By Myrah Graham & Zachary MacMillan-Kenny

We learn so much every time we are in Nunatsiavut. In April, we had the privilege of being invited to share our knowledge and expertise in surveying benthic life, which is the focal point of our research. A diverse group of over a dozen participants came together during the workshop to exchange insights and discuss the significance of benthic ecosystems and their importance for Imappivut, Nunatsiavut's developing marine management plan. These ecosystems serve as the foundation of marine food webs and have garnered increasing attention in terms of research and monitoring efforts. They play a vital role in sustaining valuable food sources such as Itik (Inuktitut for sea urchins), mussels, fish, and scallops, which hold immense importance for both the community and the ecosystem as a whole. As the Nunatsiavut Government Research Center (NGRAC) envisions the future of marine conservation, it has become evident that video annotation holds tremendous potential as a valuable tool for ensuring the productivity and preservation of coastal areas.

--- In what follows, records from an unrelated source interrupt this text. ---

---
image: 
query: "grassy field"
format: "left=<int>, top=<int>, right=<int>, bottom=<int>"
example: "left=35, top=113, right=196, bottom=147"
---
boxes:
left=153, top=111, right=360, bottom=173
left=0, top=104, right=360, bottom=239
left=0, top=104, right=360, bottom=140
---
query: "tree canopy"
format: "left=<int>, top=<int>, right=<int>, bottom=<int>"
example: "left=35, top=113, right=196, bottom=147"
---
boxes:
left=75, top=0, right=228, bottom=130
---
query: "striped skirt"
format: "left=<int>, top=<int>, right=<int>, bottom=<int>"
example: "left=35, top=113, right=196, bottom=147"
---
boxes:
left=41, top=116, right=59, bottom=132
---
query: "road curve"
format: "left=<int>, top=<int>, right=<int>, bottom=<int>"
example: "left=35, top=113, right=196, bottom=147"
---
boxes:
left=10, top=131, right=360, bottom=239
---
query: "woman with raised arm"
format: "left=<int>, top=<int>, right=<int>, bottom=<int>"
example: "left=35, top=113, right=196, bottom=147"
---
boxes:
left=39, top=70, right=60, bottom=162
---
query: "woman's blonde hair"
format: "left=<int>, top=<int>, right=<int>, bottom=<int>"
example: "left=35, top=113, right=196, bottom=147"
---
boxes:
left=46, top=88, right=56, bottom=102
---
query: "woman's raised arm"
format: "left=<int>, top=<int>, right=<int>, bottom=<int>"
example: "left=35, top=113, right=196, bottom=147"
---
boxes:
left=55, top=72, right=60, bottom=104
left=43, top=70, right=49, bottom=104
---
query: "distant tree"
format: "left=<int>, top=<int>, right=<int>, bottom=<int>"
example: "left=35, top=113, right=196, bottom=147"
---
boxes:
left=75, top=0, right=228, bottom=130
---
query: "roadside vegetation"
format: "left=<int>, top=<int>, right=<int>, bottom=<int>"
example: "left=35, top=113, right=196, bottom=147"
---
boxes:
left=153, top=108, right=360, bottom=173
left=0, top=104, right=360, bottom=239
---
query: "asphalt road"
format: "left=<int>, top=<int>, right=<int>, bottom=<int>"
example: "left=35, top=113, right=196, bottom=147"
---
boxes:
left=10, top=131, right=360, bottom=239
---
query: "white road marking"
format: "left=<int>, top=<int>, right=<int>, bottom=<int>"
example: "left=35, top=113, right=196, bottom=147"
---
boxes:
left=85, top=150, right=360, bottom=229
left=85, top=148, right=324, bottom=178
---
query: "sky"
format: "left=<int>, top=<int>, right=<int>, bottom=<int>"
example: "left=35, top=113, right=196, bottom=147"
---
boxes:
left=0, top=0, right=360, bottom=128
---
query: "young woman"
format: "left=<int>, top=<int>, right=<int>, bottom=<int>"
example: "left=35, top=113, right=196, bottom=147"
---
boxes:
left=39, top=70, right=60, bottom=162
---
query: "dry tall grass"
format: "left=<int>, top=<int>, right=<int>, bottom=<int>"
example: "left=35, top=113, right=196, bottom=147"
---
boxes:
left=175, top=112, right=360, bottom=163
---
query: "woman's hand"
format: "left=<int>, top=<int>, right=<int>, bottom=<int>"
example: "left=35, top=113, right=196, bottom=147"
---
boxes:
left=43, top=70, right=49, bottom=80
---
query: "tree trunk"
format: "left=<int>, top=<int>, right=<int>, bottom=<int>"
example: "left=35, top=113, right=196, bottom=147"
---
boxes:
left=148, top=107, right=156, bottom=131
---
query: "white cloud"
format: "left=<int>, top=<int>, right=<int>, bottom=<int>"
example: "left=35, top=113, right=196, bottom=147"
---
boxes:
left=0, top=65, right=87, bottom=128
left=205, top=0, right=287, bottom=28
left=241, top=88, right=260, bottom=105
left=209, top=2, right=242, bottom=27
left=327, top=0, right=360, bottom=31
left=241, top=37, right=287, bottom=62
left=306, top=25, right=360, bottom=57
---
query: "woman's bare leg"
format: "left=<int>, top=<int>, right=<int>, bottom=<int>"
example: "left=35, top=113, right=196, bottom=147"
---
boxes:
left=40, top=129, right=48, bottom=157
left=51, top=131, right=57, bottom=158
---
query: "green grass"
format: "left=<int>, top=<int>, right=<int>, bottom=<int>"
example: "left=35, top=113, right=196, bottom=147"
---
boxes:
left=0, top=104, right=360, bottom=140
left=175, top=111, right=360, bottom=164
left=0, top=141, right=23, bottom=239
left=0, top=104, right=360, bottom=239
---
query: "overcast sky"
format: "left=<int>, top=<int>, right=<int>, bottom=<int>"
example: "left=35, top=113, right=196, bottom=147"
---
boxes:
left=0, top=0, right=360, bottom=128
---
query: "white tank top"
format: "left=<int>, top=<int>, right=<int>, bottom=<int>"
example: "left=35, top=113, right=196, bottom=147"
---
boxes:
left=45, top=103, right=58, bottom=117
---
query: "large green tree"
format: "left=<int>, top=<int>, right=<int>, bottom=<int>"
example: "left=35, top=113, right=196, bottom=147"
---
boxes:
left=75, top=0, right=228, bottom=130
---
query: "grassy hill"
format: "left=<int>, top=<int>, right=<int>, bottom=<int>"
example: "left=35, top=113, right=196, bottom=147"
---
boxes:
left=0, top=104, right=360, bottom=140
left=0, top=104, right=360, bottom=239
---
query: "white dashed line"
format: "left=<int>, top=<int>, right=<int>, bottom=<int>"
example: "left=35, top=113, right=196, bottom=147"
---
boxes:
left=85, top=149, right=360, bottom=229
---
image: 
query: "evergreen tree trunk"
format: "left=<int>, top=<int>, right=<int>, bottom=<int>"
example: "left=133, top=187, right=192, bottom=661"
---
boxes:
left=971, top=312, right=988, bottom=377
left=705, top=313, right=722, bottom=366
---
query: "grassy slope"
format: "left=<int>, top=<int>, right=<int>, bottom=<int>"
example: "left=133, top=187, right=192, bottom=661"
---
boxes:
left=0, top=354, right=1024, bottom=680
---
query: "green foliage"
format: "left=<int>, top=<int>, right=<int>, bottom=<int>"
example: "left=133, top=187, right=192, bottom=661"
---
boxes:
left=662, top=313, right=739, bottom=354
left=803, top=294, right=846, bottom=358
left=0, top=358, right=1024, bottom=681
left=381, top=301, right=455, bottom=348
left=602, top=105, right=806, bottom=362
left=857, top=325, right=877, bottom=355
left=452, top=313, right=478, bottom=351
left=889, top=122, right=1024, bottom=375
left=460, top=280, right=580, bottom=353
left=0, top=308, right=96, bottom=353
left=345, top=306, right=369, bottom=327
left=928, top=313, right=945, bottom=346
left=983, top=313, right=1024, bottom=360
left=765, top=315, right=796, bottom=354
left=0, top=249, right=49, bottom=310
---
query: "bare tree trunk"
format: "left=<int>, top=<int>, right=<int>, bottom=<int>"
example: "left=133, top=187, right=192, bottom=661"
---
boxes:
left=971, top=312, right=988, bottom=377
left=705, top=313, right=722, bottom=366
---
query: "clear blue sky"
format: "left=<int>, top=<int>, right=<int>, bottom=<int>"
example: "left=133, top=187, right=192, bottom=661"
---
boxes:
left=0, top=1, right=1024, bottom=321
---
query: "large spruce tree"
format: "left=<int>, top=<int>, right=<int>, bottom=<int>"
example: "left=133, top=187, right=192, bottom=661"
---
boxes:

Where does one start with surveying the ocean floor? On the first day, we shared how we had come up with our research questions, which influence how and where we decide to survey. In defining the questions you want to answer, your survey design can then be created from there. Adam Templeton took everyone through the main components of the Deep Trekker ROV, and how to plan a field excursion. Although we were galvanized to head out the next day, the weather had other plans.

Snowy, blustery weather meant we spent day two indoors and cozy, discussing how to annotate video footage and practicing using BIIGLE. To make things more interesting, boys versus girls created a bit of competition on who could annotate the fastest, and who could annotate the most accurately. Lots of goading and teasing made the rest of the afternoon full of laughs, despite all the screen time.

On the Land (Nuna) at last on day three, we packed up the sled and our convoy of 8 Skidoos all headed to Anaktalak Bay, the site chosen by the participants for deploying the ROV. Our first task was to cut through the 4.5ft of ice, which proved to be a formidable challenge, exacerbated by a loose chain that required the assistance of three individuals to fix. Through teamwork and swift adaptation, we managed to stay on schedule, aiming for the 2 o'clock tide, the optimal time advised by Adam for operating the ROV. The anticipation had been building throughout the workshop, and now the moment had arrived—witnessing the inaugural journey of the Deep Trekker beneath the ice. Each participant had the opportunity to pilot the ROV using the control box, maneuvering the camera to reveal the mesmerizing sight of the ice from below and the captivating tube-dwelling anemones lurking beneath. With the sun casting its radiant glow on the ice and a cozy cabin nearby, we enjoyed a remarkable day honing our skills, indulging in moments of joy, and savoring hot dogs by the comforting fire.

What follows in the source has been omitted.